Caravana nacional da FENPROF esteve nas Caldas na terça feira de manhã com iniciativas de rua e um plenário de professores
Cerca de 30 professores juntaram-se na Praça 25 de Abril, no centro da cidade, para ouvir o secretário-geral da FENPROF, José Feliciano Costa, defender a escola pública e a valorização da carreira docente. O plenário de professores culminou uma manhã de iniciativas junto das escolas caldenses e da praça da fruta, onde professores e dirigentes do sindicato SPGL contactaram com docentes nos estabelecimentos de ensino e distribuíram postais e recolheram assinaturas junto da população, que depois farão chegar ao Ministério da Educação.
“A ideia é percorrer o país todo e deixar este alerta. Falar com os professores, mas essencialmente com a comunidade educativa e a população para dizer que o que está em cima da mesa põe em causa a escola pública”, resumiu José Feliciano Costa.
O dirigente sindical denuncia o “desinvestimento continuado” de sucessivos governos e se traduz, atualmente, na falta de professores. No primeiro período havia “mais de 250 mil tempos letivos por dar, devido à falta de professores. Nós tivemos semanas em que mais de 100 mil alunos não tiveram, pelo menos, um professor”, exemplificou o responsável, que acredita que o problema irá manter-se, ou mesmo agravar-se, neste segundo período.

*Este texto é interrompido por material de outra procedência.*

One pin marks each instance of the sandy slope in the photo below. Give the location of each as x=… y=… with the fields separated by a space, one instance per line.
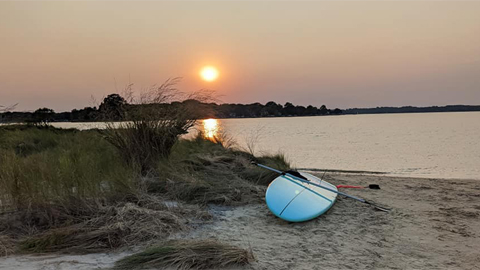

O problema que começou por cingir-se à área metropolitana de Lisboa já alastrou a todo o país, nota José Feliciano Costa, defendendo investimento na educação e nos seus profissionais.
No caso da região Oeste os dados apontam para a falta de professores e um “envelhecimento do corpo docente e sem renovação”.
A maior organização sindical dos professores no país já iniciou o processo de revisão do estatuto da carreira docente, que assenta em medidas da valorização da carreira e resolução do problema da falta de docentes. “Nos próximos oito a nove anos vão aposentar-se cerca de quatro mil professores por ano, ou seja, até 2031 cerca de um terço do corpo docente desaparece”, alerta, chamando a atenção para a necessária renovação.
As propostas já entregues ao Ministério da Educação procuram a atração de jovens para o ensino e o “tentar que voltem os cerca de 20 mil professores qualificados que abandonaram a profissão nos últimos anos”. Para isso propõem um aumento dos índices salariais de entrada, o encurtamento da carreira, o respeito pelos horários de trabalho e um sistema de avaliação de desempenho que seja formativo e que não seja punitivo, entre outras medidas.
A caravana nacional “Somos professores. Damos rosto ao futuro” arrancou a 19 de fevereiro e terá terminado ontem, 4 de março, em Lisboa. Em cada dia houve ações em dois distritos distintos, como foi o caso das Caldas da Rainha (com a organização a optar por esta cidade ao invés de Leiria, ainda a sofrer dos impactos das intempéries) e Aveiro, a 2 de março.